Modification of quartz with various structurally related organosilane surface modifiers.(Reprinted with kind permission of the Royal Society of Chemistry.)
Modification of quartz with various structurally related organosilane surface modifiers.(Reprinted with kind permission of the Royal Society of Chemistry.)
1.6 A Final Comment
A glance into a clinical biochemistry laboratory in a major hospital – such as St. Michael’s located in Toronto, Canada – reveals groups of large instruments connected together with sizeable trains composed of robotic equipment. Much of this is orchestrated around batch-based assays and technology. The set-up is very far removed from biochip, biosensor and lab-on-a‐chip devices, all of which have been touted for potential application in clinical assays. As outlined herein, the main reasons for this appear to lie in speed of analysis, convenience and saving with respect to reagent cost, etc. The latter appears to be a non-issue since such cost constitutes a minor component for the laboratory budget. In view of the requirements for the clinical laboratory, one may wonder how biosensor technology could realistically contribute to the operation of this sort of facility. In this respect, biosensor devices can function particularly well in a flow-injection scenario, especially those systems based on label-free detection involving acoustic wave and SPR physics. This approach can lead to the avoidance of batch measurements and lengthy trains of machines. Another advantage would be the possibility to perform generic detection, that is, the sensing of different targets with the same aforementioned physics/technologies. However, there exist two main problems that remain to be solved. The first would be to render a particular sensing platform reusable in the FIA configuration. A second would be to find a solution to the all-prevalent fouling problem encountered with biological fluids as discussed in some detail above.

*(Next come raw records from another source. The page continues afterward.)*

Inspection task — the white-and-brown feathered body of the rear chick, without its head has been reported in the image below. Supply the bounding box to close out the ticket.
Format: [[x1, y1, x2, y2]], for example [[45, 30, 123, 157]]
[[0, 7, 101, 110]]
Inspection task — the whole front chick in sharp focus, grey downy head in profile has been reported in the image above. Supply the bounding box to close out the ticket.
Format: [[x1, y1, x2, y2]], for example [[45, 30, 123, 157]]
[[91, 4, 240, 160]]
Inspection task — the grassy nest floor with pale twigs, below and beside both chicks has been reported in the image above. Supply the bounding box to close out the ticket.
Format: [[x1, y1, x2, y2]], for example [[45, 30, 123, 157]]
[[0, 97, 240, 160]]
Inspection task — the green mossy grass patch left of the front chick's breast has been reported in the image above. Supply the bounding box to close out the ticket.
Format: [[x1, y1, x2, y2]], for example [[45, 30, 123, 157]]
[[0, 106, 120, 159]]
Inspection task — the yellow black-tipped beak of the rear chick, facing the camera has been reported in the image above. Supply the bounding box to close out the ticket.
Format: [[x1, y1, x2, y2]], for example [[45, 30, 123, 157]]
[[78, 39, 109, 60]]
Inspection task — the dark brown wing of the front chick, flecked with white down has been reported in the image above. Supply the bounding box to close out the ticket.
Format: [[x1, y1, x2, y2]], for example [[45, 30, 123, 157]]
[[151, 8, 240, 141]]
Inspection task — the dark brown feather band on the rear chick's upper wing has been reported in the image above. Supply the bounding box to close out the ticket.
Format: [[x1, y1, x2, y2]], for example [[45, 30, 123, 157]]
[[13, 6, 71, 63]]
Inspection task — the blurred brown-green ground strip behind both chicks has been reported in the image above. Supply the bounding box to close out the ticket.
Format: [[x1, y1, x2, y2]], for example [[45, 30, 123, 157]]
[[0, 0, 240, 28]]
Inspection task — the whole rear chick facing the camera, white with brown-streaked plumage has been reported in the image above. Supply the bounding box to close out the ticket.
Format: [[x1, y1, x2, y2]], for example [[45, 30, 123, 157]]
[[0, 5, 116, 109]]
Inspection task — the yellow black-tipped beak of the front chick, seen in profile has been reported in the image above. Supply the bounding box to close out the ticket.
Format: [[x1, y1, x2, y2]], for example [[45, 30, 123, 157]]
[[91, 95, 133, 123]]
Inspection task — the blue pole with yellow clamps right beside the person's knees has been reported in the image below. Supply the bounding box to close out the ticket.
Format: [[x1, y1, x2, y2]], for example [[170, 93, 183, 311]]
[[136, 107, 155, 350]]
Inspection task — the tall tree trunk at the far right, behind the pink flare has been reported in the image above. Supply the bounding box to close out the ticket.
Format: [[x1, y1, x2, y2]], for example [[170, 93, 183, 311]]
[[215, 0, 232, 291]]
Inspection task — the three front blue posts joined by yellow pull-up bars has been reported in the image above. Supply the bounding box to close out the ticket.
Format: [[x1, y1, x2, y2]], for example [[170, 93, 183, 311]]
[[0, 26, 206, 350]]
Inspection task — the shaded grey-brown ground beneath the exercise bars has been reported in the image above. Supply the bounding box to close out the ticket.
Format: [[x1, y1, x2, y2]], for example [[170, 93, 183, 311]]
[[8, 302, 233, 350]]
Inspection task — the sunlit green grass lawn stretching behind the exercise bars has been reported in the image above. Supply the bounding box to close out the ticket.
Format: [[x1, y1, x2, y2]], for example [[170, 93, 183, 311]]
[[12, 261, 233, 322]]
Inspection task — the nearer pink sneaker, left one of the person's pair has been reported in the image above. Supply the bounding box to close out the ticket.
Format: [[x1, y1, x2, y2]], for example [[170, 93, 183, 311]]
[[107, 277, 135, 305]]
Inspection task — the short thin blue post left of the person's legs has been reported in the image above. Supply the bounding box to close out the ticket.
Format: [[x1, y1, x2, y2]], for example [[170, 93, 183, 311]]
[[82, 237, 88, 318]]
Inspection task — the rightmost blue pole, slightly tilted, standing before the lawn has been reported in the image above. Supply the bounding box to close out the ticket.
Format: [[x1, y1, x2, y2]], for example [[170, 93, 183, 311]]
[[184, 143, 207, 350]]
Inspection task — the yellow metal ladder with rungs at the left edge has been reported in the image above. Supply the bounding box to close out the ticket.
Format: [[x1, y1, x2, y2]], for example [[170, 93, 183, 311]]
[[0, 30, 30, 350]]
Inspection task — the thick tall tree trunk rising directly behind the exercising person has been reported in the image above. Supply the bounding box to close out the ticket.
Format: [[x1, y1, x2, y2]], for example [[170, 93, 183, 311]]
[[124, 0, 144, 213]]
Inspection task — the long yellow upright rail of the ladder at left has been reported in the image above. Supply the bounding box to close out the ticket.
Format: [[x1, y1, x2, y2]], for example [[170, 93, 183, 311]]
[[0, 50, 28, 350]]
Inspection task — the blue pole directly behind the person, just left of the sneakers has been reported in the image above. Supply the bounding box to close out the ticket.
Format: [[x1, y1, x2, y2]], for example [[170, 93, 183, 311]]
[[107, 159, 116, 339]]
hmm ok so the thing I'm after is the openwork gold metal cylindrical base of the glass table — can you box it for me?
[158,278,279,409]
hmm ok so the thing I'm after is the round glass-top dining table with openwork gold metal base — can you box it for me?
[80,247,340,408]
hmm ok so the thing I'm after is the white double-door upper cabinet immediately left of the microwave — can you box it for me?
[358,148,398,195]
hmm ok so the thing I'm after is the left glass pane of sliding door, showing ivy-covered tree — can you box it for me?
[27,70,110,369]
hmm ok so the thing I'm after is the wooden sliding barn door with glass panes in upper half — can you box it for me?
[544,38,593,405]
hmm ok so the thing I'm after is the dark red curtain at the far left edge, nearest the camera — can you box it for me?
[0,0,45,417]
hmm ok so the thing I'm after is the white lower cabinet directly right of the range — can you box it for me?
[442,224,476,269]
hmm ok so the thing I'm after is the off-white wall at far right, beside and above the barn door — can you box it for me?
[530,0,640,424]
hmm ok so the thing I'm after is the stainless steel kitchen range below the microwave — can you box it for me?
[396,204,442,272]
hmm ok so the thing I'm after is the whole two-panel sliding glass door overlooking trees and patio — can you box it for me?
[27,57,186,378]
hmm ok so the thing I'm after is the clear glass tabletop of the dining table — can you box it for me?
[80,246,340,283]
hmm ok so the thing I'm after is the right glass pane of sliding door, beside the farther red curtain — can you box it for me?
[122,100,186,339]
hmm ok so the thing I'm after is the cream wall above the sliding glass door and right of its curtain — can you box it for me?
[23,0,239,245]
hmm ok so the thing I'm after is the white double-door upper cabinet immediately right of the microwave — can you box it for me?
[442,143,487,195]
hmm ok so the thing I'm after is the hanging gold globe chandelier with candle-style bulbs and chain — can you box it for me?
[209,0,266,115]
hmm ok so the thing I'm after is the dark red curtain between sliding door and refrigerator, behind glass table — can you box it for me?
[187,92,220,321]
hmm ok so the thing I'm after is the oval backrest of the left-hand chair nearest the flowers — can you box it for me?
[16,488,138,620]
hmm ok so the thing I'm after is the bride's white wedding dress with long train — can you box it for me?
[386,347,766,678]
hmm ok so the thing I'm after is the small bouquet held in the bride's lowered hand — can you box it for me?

Lastly, we would like to mention a final word about microfluidics and lab-on-a‐chip devices, which appear to be ideal for combination with biosensor detection. These technologies seem to be more suited for point-of-care systems rather than the central clinical laboratory. However, despite the frequently emphasized promises offered by these devices, there is no doubt that NSA still remains a serious obstacle to be tackled. For example, NSA will not only occur at the detector employed in the device but also in channels of the microfluidic set-up.70
The authors are grateful to the Collaborative Health Research Program of BSERC and CIGR for support of their research. SS thanks the Province of Ontario for the award of an Ontario Graduate Scholarship.